Dewi menarik dari dari dunia kenyataan. Dia menyendiri dalam kepompong kesendirian. Dia bukan lagi Dewi yang dulu. Dia adalah Dewi yang baru, Dewi yang sudah tidak menganggap dirinya ada.

Setiap hari dia berdiri mematung di depan jendela kamarnya. Dia akan berdiam di sana sampai malam tiba. Dia tidak pernah bicara, jarang sekali berpindah dari posisinya.

Sampai hari itu tiba.

Beberapa petugas polisi mendatangi rumah ndara Kamawijaya. Mereka membawa mobil besar. Mereka hendak menangkap bapaknya. Dewi hanya memandang tak berdaya ketika melihat perdebatan itu. Dia memandang kosong.
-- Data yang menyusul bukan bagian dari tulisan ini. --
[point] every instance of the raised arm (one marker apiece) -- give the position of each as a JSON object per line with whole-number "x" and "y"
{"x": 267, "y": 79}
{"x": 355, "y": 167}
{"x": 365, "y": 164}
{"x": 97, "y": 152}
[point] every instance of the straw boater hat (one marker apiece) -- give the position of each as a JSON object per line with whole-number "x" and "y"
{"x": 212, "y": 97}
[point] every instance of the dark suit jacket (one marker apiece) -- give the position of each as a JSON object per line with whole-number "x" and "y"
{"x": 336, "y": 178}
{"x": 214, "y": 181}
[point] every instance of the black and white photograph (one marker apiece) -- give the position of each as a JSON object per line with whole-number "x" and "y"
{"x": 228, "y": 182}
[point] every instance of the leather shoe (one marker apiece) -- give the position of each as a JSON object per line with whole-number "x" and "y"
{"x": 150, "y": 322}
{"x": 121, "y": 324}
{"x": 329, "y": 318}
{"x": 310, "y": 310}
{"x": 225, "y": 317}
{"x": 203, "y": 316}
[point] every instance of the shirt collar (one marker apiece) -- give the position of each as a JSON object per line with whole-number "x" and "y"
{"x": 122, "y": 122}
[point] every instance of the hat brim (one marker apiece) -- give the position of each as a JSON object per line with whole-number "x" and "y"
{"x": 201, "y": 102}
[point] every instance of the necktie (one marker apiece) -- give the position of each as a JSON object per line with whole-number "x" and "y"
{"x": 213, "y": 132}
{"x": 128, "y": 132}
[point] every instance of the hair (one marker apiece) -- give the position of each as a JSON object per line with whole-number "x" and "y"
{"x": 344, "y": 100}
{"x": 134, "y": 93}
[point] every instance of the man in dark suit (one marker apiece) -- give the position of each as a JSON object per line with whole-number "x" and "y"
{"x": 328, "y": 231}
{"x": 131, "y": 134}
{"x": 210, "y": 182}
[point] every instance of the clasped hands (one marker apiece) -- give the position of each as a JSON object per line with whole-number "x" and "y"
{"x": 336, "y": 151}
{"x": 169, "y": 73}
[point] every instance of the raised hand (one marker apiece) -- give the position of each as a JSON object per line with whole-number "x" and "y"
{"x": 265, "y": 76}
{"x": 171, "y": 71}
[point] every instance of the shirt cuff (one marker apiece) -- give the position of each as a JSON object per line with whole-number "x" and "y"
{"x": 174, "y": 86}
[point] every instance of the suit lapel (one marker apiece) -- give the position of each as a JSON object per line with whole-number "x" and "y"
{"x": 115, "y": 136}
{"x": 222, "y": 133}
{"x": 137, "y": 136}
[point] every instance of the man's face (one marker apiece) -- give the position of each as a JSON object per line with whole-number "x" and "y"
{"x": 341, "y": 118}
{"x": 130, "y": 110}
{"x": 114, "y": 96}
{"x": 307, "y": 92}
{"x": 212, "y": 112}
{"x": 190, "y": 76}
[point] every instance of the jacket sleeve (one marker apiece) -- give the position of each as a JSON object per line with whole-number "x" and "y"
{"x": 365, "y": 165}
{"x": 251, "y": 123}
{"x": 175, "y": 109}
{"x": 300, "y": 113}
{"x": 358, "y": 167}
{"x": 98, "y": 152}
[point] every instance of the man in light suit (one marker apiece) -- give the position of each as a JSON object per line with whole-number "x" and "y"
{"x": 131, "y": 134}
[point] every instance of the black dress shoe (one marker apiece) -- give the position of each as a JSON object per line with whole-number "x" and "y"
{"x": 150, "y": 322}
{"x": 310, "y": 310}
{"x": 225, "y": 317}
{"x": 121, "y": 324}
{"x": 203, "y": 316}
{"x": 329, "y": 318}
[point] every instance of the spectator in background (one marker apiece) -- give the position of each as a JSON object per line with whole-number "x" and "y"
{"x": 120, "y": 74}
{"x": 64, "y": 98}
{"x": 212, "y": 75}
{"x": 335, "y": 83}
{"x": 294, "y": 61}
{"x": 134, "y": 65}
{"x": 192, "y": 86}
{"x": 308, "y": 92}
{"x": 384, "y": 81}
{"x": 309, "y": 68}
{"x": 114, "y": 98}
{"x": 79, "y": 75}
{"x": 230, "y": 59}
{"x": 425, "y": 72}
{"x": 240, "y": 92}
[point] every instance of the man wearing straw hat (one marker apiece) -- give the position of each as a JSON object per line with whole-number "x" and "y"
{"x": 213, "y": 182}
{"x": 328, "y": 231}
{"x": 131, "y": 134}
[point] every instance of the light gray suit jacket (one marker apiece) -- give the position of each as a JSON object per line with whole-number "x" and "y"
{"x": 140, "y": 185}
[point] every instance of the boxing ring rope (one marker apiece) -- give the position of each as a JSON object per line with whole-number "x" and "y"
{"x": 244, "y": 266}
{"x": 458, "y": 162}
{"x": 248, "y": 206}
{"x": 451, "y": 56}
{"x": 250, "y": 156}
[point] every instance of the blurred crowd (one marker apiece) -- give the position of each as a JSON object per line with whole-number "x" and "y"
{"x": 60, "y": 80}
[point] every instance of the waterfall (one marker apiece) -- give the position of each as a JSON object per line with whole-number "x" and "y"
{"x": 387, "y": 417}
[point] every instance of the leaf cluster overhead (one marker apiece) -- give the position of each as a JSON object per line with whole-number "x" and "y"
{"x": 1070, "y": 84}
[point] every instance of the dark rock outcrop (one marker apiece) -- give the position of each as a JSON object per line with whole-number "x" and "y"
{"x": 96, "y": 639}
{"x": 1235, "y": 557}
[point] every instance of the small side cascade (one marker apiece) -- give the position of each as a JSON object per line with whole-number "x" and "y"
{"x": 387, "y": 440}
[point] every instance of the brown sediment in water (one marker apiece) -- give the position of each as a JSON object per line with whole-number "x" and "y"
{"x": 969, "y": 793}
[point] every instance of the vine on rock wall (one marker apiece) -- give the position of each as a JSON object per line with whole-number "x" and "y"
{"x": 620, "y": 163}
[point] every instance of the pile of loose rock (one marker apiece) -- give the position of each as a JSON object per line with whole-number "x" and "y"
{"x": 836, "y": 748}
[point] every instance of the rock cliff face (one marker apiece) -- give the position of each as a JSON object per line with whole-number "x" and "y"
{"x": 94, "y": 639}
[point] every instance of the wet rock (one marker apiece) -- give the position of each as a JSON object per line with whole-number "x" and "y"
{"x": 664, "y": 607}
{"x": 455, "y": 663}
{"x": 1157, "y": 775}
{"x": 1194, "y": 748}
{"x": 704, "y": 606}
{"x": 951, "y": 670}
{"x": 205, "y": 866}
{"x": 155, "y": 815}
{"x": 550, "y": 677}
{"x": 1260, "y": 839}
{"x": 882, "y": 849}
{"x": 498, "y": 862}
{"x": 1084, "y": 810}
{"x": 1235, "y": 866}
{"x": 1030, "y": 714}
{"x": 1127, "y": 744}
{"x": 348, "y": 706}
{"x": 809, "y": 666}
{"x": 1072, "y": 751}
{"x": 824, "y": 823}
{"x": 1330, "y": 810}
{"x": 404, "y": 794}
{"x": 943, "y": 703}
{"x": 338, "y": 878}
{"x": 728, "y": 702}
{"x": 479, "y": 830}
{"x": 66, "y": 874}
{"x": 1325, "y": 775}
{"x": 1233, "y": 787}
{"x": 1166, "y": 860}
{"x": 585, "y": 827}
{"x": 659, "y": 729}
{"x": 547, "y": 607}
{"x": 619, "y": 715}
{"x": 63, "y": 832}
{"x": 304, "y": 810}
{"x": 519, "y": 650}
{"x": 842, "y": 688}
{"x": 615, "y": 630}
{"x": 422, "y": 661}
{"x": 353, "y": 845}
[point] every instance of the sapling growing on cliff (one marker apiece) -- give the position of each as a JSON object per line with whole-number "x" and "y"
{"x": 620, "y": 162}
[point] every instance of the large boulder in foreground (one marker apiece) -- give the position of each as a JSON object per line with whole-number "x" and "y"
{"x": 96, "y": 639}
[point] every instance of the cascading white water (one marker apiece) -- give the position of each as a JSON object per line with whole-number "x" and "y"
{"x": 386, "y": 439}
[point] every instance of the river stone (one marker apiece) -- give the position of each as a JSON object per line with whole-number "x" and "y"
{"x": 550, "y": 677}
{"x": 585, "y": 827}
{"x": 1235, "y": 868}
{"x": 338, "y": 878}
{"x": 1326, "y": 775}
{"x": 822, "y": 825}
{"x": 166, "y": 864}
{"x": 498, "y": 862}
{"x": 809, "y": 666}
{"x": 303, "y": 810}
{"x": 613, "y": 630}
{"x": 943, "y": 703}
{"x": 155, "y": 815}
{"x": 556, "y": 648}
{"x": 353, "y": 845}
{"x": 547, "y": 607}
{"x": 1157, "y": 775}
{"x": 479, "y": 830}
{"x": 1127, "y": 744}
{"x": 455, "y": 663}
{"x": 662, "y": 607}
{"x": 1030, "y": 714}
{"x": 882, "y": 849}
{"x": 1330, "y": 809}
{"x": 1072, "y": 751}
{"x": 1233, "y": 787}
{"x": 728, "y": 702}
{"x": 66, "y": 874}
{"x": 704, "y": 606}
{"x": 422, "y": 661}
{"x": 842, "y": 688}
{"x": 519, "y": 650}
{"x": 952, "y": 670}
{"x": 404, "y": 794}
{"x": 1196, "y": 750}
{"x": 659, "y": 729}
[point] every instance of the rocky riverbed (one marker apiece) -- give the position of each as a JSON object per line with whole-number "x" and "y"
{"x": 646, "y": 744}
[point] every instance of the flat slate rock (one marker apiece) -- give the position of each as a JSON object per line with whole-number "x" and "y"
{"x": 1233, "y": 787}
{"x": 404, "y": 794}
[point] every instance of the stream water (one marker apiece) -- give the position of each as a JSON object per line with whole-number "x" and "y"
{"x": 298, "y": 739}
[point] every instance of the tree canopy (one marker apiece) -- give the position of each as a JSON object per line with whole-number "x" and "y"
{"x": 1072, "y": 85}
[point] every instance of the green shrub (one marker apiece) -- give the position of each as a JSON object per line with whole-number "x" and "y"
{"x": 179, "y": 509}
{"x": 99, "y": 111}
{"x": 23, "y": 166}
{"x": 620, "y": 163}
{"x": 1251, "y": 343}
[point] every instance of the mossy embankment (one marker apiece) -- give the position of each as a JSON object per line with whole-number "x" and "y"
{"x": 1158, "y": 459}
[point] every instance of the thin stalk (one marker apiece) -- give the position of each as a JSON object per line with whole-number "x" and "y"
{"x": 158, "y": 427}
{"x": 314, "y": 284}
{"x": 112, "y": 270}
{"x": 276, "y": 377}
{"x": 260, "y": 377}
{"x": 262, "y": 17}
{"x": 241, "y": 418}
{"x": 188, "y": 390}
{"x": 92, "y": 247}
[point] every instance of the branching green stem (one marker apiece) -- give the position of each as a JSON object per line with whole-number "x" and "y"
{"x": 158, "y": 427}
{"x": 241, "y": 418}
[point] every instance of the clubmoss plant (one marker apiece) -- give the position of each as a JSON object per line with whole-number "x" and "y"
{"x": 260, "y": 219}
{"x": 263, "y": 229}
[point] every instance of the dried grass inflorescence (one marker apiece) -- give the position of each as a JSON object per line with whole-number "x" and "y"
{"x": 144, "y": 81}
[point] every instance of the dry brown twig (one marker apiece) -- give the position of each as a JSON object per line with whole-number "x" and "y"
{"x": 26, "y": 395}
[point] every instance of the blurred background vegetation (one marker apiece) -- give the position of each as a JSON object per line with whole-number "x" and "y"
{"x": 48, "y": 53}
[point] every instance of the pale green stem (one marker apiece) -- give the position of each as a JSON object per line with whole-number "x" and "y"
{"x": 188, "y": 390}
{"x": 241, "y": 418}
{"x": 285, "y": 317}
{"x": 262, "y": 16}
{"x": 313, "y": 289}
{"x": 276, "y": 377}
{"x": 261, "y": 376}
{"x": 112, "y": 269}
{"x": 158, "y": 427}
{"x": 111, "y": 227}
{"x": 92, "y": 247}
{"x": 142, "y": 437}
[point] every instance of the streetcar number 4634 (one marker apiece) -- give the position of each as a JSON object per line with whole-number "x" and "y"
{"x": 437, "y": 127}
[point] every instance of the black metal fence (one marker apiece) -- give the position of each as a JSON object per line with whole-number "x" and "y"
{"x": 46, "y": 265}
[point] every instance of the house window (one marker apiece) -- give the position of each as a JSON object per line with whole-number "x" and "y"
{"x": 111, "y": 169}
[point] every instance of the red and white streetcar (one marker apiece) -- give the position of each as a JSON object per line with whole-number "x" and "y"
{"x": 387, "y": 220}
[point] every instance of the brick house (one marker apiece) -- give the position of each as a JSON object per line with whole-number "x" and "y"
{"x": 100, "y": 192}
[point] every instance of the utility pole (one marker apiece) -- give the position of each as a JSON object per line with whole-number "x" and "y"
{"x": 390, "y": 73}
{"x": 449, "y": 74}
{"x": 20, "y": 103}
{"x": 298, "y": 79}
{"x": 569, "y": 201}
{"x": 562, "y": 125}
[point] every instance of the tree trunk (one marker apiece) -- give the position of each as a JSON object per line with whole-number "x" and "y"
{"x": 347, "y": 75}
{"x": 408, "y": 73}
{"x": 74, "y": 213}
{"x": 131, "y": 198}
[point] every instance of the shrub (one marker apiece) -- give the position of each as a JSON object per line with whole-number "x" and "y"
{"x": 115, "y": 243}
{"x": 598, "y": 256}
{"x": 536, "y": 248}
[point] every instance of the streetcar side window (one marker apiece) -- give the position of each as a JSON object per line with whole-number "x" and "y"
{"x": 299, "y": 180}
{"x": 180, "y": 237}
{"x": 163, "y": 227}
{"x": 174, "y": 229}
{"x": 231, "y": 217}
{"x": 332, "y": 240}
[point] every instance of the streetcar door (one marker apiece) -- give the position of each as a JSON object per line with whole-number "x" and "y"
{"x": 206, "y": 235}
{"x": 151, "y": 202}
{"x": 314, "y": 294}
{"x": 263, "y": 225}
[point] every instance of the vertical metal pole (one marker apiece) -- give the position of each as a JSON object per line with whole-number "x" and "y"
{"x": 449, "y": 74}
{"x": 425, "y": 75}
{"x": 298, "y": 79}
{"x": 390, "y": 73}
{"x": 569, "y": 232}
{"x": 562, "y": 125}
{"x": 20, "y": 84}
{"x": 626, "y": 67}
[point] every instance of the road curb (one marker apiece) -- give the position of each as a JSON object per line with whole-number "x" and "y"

"Mbak! Mbak Dewi!" Sebuah suara lembut mengalun di telinga Dewi.

Dewi menolehkan kepalanya.

"Mbak Dewi ingat kejadian malam itu?" Tanya seorang wanita yang berada di sebelah Dewi. Dewi mengangguk dan kemudian dia menjawab lirih.

"Ammar berjanji padaku malam itu. Dia berjanji akan mengajakku menonton wayang pada malam Sabtu. Hanya kami berdua. Tidak ada larangan bapak lagi! Bapak tidak akan pernah marah lagi!" Bisik Dewi lirih, matanya masih kosong.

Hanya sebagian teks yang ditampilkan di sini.